Federal Reserve officials turned their attention to longer-run issues at their April policy meeting, while concluding that their outlook for a gradually improving economy hadn't changed much in the previous weeks and warranted no change in policy.
They spent considerable time discussing how to manage interest rates when they eventually start to raise credit costs, but came to no conclusion on the matter, according to minutes of the April 29-30 meeting, which were released Wednesday with their regular three-week lag.
Moreover, they spoke at some length on an issue that has nagged at them for years—how to better communicate their thinking on the outlook for interest rates to the public. Some wanted the Fed to more clearly explain why officials believed interest rates can stay low even as unemployment falls. Others wanted to provide more clarity on how long it will keep its large portfolio of securities holdings. On those issues, too, they came to no new conclusions.
"In their discussion of the economic situation and the outlook, meeting participants generally indicated that their assessment of the economic outlook had not changed materially since the March meeting," the minutes said.
Public discussion of the Fed's "exit strategy" from low interest rates has heated up in recent weeks. William Dudley, president of the Federal Reserve Bank of New York,discussed the issue at length in a speech in New York on Tuesday.

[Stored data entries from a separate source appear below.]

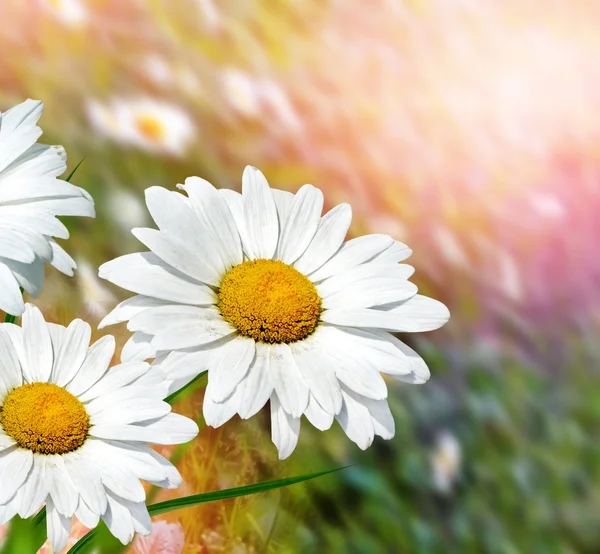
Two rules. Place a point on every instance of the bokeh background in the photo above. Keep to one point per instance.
(468, 129)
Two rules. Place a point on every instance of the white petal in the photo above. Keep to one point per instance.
(171, 429)
(58, 527)
(59, 485)
(212, 209)
(15, 247)
(328, 239)
(86, 479)
(145, 273)
(29, 276)
(178, 253)
(18, 130)
(381, 418)
(131, 410)
(236, 207)
(396, 253)
(420, 313)
(181, 326)
(355, 420)
(285, 429)
(138, 348)
(321, 419)
(15, 464)
(390, 355)
(256, 388)
(11, 300)
(228, 366)
(37, 363)
(174, 216)
(61, 260)
(118, 520)
(318, 372)
(130, 307)
(218, 413)
(301, 224)
(260, 213)
(96, 362)
(72, 352)
(283, 202)
(353, 253)
(10, 368)
(366, 276)
(352, 362)
(181, 367)
(287, 380)
(33, 493)
(86, 516)
(115, 378)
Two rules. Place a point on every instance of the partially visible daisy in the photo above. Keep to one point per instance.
(74, 432)
(261, 290)
(30, 198)
(445, 462)
(149, 124)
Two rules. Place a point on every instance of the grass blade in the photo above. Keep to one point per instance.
(68, 179)
(187, 389)
(85, 543)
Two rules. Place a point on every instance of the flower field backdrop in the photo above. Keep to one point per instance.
(469, 130)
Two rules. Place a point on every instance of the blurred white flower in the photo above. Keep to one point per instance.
(96, 296)
(70, 12)
(241, 92)
(149, 124)
(126, 209)
(445, 462)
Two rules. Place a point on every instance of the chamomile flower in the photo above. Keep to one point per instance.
(261, 290)
(74, 432)
(30, 198)
(152, 125)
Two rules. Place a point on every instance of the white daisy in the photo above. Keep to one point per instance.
(261, 289)
(30, 198)
(74, 433)
(149, 124)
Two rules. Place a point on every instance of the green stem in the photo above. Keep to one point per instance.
(11, 318)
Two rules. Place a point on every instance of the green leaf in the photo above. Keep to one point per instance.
(68, 179)
(187, 389)
(84, 544)
(9, 318)
(24, 535)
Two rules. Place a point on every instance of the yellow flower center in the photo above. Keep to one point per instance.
(45, 418)
(150, 127)
(269, 301)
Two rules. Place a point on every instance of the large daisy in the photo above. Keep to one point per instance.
(261, 290)
(30, 198)
(74, 433)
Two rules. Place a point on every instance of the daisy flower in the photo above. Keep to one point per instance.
(74, 432)
(30, 198)
(261, 290)
(149, 124)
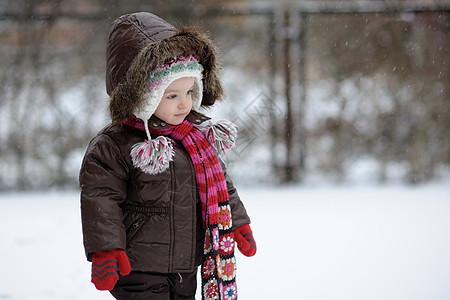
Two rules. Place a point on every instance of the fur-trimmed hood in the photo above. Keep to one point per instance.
(138, 43)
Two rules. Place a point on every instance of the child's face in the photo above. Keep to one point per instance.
(176, 102)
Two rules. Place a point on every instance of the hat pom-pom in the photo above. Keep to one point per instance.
(152, 157)
(221, 135)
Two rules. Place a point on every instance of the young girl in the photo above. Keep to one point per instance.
(156, 202)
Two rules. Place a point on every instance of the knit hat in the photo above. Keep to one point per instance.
(141, 42)
(162, 76)
(154, 155)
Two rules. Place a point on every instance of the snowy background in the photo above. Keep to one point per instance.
(315, 242)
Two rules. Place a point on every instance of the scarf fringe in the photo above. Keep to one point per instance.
(154, 157)
(221, 135)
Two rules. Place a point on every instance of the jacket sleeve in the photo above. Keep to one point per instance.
(238, 211)
(103, 184)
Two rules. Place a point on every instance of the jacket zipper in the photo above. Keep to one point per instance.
(172, 217)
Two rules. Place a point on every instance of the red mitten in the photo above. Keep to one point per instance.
(106, 266)
(245, 241)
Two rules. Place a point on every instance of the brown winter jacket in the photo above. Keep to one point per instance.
(155, 218)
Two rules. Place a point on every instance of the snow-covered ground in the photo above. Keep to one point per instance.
(316, 242)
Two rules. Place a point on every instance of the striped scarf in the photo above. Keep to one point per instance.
(218, 262)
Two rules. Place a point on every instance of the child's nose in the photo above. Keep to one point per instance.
(183, 102)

The minutes showed the issue got a lengthy airing at the April meeting, with presentations from staff on the central bank's options, but the main conclusion was that officials need to keep testing their tools.

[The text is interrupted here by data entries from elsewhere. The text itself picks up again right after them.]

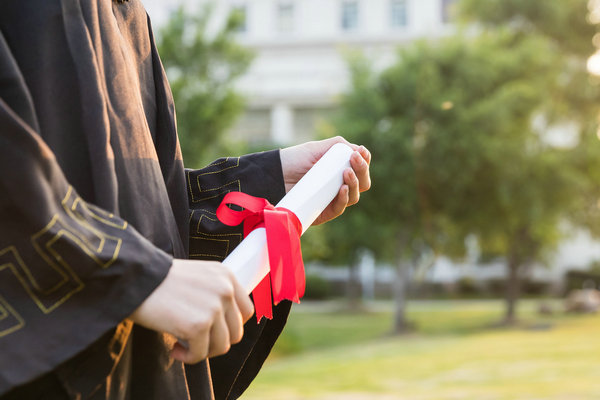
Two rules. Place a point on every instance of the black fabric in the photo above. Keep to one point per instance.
(94, 204)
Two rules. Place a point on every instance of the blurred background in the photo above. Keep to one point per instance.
(471, 269)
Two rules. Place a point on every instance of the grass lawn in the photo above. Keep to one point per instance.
(453, 355)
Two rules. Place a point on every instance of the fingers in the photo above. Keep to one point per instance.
(246, 308)
(220, 335)
(352, 182)
(202, 304)
(360, 161)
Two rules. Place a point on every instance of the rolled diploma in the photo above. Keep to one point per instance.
(249, 262)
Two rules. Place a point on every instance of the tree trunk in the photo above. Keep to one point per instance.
(353, 287)
(401, 284)
(512, 291)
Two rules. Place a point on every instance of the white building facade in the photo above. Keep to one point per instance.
(301, 49)
(301, 69)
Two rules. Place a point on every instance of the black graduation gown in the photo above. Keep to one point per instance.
(94, 203)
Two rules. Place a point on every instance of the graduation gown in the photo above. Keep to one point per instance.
(95, 203)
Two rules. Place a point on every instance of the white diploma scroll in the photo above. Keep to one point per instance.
(249, 262)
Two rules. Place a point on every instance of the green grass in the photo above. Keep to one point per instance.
(453, 355)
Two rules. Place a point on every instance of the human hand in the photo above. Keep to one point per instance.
(201, 304)
(297, 160)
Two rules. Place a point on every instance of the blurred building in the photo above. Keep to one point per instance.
(301, 69)
(301, 48)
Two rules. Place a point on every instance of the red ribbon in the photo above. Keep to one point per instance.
(286, 279)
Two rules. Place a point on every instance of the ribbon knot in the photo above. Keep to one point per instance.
(286, 280)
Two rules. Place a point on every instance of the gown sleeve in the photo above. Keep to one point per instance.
(258, 175)
(69, 271)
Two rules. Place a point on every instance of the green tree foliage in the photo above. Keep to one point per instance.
(202, 68)
(455, 150)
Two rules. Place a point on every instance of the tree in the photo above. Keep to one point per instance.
(454, 147)
(202, 68)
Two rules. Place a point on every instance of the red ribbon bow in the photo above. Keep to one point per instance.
(286, 279)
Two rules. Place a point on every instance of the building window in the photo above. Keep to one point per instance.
(448, 10)
(399, 13)
(285, 16)
(241, 10)
(349, 15)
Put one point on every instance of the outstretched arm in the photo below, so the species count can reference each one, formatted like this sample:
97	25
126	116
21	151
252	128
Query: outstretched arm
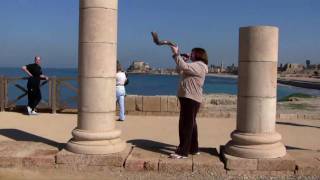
24	68
44	77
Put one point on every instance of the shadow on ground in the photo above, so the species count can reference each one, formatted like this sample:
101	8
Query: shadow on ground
19	135
164	148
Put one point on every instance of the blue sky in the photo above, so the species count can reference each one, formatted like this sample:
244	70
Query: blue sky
50	28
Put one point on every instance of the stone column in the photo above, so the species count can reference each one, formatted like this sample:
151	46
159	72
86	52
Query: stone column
255	136
95	132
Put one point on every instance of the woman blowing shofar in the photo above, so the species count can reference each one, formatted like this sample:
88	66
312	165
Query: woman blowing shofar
190	97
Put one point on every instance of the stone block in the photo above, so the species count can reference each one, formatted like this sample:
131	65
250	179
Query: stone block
72	159
27	154
288	116
130	102
286	163
151	103
208	163
307	162
237	163
173	104
140	159
139	104
172	166
256	174
164	103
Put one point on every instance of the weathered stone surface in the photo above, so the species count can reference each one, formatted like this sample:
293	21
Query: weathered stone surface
171	166
208	162
26	154
115	159
151	103
254	173
164	103
140	159
288	116
307	162
286	163
236	163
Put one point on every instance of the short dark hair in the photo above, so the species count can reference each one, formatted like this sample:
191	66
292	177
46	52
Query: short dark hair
200	55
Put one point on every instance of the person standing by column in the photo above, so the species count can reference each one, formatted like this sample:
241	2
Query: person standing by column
190	97
121	81
34	72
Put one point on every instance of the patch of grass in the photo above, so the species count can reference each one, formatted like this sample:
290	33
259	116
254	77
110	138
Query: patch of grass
298	95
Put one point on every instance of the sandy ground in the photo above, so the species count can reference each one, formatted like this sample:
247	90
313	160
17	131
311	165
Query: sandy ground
213	132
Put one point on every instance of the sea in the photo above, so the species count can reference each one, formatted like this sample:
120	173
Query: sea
142	84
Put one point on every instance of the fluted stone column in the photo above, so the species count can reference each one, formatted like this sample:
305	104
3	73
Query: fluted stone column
95	132
255	136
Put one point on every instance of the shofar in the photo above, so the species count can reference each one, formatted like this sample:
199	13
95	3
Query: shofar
159	42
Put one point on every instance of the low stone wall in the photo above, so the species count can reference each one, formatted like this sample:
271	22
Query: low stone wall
214	105
169	105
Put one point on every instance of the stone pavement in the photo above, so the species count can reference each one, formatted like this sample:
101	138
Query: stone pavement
41	156
27	144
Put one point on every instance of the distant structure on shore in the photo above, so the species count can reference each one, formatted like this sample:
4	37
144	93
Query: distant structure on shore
139	67
300	70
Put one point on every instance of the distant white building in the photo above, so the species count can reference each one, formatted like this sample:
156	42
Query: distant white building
139	67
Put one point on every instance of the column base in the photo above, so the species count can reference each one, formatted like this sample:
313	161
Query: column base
255	146
96	147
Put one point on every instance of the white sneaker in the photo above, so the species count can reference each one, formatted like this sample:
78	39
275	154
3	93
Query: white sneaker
34	113
29	110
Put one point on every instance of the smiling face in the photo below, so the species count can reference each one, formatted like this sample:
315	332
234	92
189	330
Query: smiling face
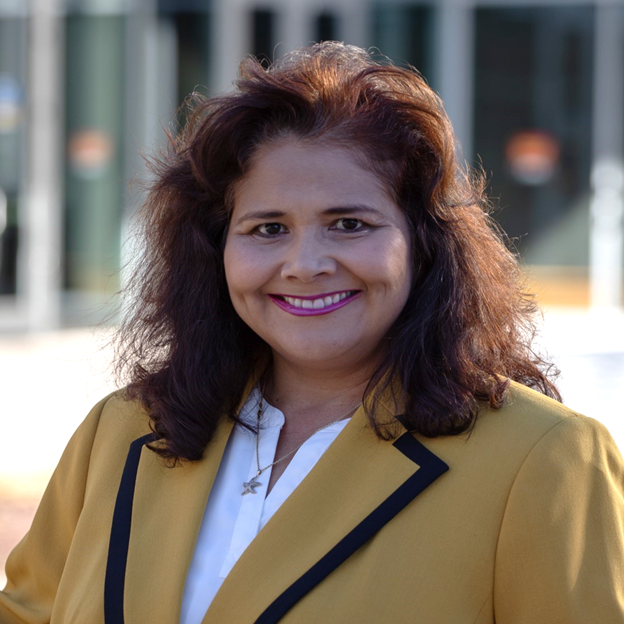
317	255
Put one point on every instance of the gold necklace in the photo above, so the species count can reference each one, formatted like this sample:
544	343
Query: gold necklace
249	486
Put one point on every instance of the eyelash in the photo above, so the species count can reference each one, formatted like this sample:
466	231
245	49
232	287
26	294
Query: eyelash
362	226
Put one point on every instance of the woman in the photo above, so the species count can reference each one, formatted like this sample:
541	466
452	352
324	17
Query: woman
334	413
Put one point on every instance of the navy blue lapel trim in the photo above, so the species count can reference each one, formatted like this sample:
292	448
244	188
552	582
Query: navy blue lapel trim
120	535
430	468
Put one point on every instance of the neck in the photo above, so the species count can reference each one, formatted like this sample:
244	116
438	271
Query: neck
315	396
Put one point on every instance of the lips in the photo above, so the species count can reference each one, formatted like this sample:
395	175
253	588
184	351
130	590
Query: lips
314	305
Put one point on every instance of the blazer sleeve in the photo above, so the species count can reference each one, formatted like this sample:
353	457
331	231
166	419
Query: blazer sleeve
560	556
35	566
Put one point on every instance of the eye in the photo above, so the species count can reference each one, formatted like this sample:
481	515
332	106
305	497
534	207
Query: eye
349	224
270	229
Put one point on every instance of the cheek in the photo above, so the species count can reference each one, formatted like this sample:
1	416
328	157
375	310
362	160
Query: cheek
245	273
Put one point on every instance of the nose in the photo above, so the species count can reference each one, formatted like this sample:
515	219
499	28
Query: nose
308	256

At the center of this debate: $4.3 trillion of securities held by the Fed and $2.6 trillion of money the central bank has pumped into the banking system known as reserves. Traditionally, when the Fed has raised interest rates, it has made small reductions in the supply of reserves in the banking system to push short-term bank borrowing costs. Because there are so many reserves now, it is exploring other options.
"A staff presentation outlined several approaches to raising short-term interest rates when it becomes appropriate," the minutes said. This included discussions of instruments called reverse repurchase agreements and a term deposit facility. Fed officials agreed to continue testing these programs without committing to an approach. "Participants requested additional analysis from the staff and agreed that it would be helpful to continue to review these issues at upcoming meetings," the minutes said.
The Fed aired a variety of low-level concerns about the broader economy at the meeting. Severe winter weather slowed activity in the first quarter. Output appeared to be reviving, though "some participants remarked that it was too early to confirm that the bounceback in economic activity would put the economy on a path of sustained above-trend economic growth."
"A number of participants pointed to possible sources of downside risk to growth, including a persistent slowdown in the housing sector or potential international developments, such as a further slowing of growth in China or an increase in geopolitical tensions regarding Russia and Ukraine," the minutes added.
Weighing against those worries, a number of officials "noted that business contacts in many parts of the country were generally optimistic about economic prospects, with reports of increased sales of automobiles, higher production in the aerospace industry, and increased usage of industrial power; in addition, a couple of firms with a global presence reported a notable increase in demand from customers in Europe."
In Fed staff projections, the outlook for economic growth in the first half of the year was "somewhat slower" than at the previous meeting. But its medium-run projection was unchanged.
"The staff continued to project that real [gross domestic product] would expand at a faster pace over the next few years than it did last year," the minutes said. "The faster pace of real GDP growth was expected to be supported by an easing in the restraint from changes in fiscal policy, increases in consumer and business confidence, further improvements in credit availability and financial conditions, and a pickup in the rate of foreign economic growth."
The staff inflation forecast wasn't changed.